While still in the realm of rumor, Gurman's comments do have a grain of truth, in that it's entirely possible for Apple to introduce radical changes to watchOS this year. With it being version 10, Apple has every excuse to make big changes.
Read on AppleInsider
Comments
As for me, well, I hope that they finally cut the cord with the iPhone. It should be able to run the software updates by itself and not need an iPhone for such basic functionality.
Fully agree that Apple Watch cutting the cord from the iPhone would be fantastic in a similar way that iPhone cut to cord from iTunes. Perhaps this will also encourage more people to get the cellular version of the Apple Watch. Myself I have opted for the tethered version for a long time but I feel ready to make the jump into cellular when I buy the Ultra soon.
WatchOS 10 being its own citizen may also encourage app devs to make the Apple Watch apps more rich in functionality. Would be epic to be able to do much more from the Watch than currently possible.
A feature in WatchOS 10 that I would highly appreciate would be a School-lockdown mode similar in accessibility to Theatre mode where some features are visually verifiable to not be active like messaging and Siri. I see a trend with schools in the UK to be banning Apple Watch in lessons due to them being "disruptive" similar to how smart phones are banned. Fitbits etc are not banned and this places Apple at a competitive disadvantage for family issuing of Apple Watches to kids.
Why can't you do it already now with a focus mode based on the location. This could silence the watches. But they still could be distracting.
So you would need to have something like a content restriction in a screen time, but for the watch.
Still the schools can't rely that the parents will do that 'screen time management'.
To be fair to AI: I like their new-ish "rumor score" rating system. Now, when they're running a really dubious rumor, at least it's rated as such. And this kind of headline clickbait has mostly disappeared from the site, which is great, so I hope this isn't the start of going backwards.
It’s a brilliant App, I use it all the time to map out my hikes and leave my phone in the car.
Apple Watch + AirPods + WorkOutDoors is such a fantastic combination.
I like analog watch faces much more than digital, as far as the overall look goes.
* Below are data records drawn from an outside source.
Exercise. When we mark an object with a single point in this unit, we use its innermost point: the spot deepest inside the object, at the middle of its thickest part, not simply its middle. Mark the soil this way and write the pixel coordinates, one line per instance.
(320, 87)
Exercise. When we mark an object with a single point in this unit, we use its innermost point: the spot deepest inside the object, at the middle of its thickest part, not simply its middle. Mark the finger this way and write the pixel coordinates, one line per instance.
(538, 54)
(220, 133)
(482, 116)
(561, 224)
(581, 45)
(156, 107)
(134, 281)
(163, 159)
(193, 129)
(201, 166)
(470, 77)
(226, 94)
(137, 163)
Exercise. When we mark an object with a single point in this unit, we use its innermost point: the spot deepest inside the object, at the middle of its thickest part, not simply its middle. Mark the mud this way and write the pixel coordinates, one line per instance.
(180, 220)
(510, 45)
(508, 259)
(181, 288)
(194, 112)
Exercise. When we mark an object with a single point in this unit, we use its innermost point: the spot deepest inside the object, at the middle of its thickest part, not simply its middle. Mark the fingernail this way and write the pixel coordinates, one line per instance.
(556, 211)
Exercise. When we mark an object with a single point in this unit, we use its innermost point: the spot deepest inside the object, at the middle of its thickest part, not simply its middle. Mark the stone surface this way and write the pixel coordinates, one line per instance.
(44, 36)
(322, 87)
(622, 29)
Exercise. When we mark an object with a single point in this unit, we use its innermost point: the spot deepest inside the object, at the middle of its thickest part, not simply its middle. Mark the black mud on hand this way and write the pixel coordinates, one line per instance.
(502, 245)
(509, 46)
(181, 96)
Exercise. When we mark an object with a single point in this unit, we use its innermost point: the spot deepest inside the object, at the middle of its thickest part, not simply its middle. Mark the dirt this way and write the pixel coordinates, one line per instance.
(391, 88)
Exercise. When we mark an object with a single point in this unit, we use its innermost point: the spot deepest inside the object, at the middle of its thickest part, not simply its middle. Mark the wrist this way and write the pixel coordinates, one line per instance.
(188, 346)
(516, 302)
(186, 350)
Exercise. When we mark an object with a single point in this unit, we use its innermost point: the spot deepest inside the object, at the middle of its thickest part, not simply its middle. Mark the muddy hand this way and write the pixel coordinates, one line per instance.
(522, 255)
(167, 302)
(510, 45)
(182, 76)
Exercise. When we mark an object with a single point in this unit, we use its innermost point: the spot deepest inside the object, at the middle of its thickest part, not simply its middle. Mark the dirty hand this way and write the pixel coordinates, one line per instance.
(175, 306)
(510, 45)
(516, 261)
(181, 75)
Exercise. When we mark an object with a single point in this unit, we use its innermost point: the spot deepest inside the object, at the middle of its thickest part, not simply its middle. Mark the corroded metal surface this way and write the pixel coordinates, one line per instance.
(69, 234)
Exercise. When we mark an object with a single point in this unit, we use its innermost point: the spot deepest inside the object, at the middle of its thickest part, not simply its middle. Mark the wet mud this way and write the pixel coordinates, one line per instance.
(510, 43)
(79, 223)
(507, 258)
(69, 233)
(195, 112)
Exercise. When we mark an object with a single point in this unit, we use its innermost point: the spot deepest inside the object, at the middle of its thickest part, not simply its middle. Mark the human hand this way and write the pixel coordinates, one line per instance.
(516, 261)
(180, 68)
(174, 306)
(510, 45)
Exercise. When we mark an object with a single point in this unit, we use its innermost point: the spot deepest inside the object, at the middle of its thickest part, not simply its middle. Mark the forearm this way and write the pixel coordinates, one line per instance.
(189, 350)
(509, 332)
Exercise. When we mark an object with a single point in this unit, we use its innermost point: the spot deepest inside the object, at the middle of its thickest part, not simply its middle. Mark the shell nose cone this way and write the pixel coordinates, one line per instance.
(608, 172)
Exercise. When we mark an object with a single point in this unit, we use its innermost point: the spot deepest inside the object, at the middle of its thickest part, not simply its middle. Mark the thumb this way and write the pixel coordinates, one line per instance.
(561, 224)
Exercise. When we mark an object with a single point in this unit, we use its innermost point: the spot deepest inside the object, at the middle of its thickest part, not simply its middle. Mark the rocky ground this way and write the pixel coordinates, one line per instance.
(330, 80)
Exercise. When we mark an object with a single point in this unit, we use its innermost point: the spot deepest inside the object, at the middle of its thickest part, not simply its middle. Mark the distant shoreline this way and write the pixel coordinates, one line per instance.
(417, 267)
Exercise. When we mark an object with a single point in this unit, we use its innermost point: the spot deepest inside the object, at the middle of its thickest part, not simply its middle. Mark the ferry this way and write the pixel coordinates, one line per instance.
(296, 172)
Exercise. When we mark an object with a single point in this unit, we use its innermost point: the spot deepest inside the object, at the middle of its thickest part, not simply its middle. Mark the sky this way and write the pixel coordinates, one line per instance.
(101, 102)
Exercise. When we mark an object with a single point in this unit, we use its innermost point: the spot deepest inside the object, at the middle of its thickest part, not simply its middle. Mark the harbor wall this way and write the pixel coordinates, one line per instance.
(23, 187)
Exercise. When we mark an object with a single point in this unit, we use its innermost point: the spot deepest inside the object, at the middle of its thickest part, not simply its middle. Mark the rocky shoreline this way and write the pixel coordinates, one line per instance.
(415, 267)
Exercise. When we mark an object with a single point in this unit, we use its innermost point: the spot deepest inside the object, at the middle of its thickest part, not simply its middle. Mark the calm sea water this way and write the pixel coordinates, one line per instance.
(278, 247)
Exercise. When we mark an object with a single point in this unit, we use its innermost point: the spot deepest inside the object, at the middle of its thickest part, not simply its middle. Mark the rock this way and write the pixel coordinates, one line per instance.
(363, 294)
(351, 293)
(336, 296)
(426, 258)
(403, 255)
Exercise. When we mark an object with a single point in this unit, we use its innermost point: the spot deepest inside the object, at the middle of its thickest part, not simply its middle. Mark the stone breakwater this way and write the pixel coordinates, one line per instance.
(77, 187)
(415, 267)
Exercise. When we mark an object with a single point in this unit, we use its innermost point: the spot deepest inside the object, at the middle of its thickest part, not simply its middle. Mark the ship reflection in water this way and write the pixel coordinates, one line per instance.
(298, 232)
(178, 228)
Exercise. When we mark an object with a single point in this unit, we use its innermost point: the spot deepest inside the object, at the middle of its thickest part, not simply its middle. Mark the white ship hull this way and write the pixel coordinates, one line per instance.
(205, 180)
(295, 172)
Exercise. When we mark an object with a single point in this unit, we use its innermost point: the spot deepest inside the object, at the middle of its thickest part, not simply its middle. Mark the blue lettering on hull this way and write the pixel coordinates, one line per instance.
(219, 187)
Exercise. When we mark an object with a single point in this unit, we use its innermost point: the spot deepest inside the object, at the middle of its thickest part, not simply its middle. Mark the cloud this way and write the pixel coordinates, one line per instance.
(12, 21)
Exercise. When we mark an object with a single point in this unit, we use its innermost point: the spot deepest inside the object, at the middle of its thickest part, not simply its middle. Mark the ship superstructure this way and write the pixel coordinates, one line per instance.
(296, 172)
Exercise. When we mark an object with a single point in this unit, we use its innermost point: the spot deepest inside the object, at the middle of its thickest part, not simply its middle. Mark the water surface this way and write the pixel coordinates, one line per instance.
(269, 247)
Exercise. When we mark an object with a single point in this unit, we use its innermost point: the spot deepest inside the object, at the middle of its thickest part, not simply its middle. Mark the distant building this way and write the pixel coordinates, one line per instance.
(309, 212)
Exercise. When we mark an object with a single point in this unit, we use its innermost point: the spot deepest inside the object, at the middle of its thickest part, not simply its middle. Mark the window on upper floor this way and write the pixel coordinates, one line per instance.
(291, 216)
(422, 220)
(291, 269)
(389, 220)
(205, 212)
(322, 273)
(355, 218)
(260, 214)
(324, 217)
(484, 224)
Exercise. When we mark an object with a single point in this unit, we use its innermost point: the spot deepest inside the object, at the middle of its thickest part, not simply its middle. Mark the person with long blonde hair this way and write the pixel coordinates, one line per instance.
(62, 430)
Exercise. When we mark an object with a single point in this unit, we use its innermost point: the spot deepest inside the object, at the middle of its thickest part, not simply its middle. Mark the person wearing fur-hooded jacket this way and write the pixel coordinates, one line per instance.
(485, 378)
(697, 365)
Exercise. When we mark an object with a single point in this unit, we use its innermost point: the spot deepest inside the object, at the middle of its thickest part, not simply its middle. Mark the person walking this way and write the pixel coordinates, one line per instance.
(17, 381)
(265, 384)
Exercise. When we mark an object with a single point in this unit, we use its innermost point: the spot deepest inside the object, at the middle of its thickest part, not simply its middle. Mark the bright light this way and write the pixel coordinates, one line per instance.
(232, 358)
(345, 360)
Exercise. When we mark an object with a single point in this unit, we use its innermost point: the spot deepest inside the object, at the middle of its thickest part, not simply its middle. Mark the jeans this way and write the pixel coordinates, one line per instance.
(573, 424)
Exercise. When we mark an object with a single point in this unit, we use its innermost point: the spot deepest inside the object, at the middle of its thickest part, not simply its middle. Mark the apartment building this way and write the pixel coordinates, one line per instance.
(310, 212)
I don't use digital much but there are times.
Apple needs to reduce the width of the time font. It unnecessarily dominate any watch face it inflicts. Another reason I prefer analog watch faces. Give us more, elegant watch faces as well. The Ultra is a pricey Watch and it should have more watch faces befitting a higher end watch. Though the internals are much the same. It's not like a mech where there's a big difference between a single dial watch and a multi-dial chronometer.
After all these years I still find watchOS to be confusing.
The dock is okay but the scrolling is somewhat annoying and it’s not that easy to manage.
The app viewer is horrible. Both modes - bubbly grid view (whatever the name is) and list view are extremely hard to navigatie.
In fact, I think the app view should only be accessible through the dock, instead of directly through a dedicated button. There should be an easier way to add/remove apps from and to the dock. There are several UX approaches to this.
Then the apps themselves; health, heart, handwashing, blood oxygen, cycle tracking….mindfulness…pfffff….
It’s overwhelming. It’s almost as if the “app anology” is failing on a tiny screen on your wrist. Perhaps a more radical new approach is needed here. I suspect they’ll take design cues from their upcoming RealityOS, a device that probably doesn’t have an app based structure as well.